Even if the EvoGrid managed to generate some virtual but convincing life forms, either through random or directed means, "the numbers will always be numbers," says Damer. "As Baricelli wrote over fifty years ago, they will never be living organisms."
But Damer dreams big, and he thinks someday the creatures generated by the Evogrid could be re-created chemically. A virtual scanner could be devised to break down the computer-based creature into its digital body parts, and then that information could be used to try to build the same creature out of real chemistry in the lab. Of course, this step of the experiment would rely on technology that does not currently exist. "Life is more than the sum of its parts, and you can't just throw the necessary chemicals together and expect a life form to emerge," Damer says.
However, researchers are hard at work trying to recreate all the biochemical steps necessary to synthesize a kind of proto-life in the lab, so perhaps this possibility is not too far over the horizon.

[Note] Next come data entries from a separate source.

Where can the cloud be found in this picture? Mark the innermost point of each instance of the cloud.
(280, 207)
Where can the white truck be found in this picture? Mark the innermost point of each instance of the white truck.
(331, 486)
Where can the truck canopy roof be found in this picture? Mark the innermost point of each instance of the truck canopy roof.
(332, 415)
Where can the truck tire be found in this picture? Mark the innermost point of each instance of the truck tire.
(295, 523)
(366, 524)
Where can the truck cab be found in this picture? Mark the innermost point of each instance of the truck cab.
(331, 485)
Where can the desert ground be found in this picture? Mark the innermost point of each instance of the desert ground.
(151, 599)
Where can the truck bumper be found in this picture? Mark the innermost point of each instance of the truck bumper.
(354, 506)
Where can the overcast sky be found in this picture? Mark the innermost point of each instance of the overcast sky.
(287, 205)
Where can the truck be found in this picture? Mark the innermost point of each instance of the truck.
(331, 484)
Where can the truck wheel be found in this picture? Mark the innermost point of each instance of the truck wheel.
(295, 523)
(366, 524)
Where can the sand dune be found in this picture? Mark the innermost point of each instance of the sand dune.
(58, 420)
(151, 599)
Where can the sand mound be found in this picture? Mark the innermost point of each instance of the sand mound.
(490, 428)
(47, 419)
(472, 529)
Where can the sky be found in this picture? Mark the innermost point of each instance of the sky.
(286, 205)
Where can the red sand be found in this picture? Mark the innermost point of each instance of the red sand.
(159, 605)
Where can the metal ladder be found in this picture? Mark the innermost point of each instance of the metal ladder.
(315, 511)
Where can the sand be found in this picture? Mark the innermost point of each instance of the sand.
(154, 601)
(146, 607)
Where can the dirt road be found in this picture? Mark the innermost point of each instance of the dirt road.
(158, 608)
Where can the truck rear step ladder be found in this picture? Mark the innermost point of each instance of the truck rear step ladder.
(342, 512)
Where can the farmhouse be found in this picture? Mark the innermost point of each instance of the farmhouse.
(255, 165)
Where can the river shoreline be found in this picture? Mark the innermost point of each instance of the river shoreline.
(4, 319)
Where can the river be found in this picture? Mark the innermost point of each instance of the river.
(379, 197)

Looking even farther into the future, Damer thinks that far more advanced EvoGrids, paired with "ChemoGrids," could be used to create a new genesis of cyber-physical life forms to colonize asteroids, or to terraform Mars into a more habitable planet for humans. He notes that "evolution within an adaptively-tuned living system is the only mechanism powerful enough to make a place outside of the Earth habitable for us."
Damer expects that other intelligent civilizations in the universe probably harness the power of evolution to solve difficult problems such as creating habitable zones to colonize. "This is a common theme in science fiction, but science fiction tells us what could be possible someday," he adds. "The way for us to get there is to start with simulation and ride the wave of ever greater computing power."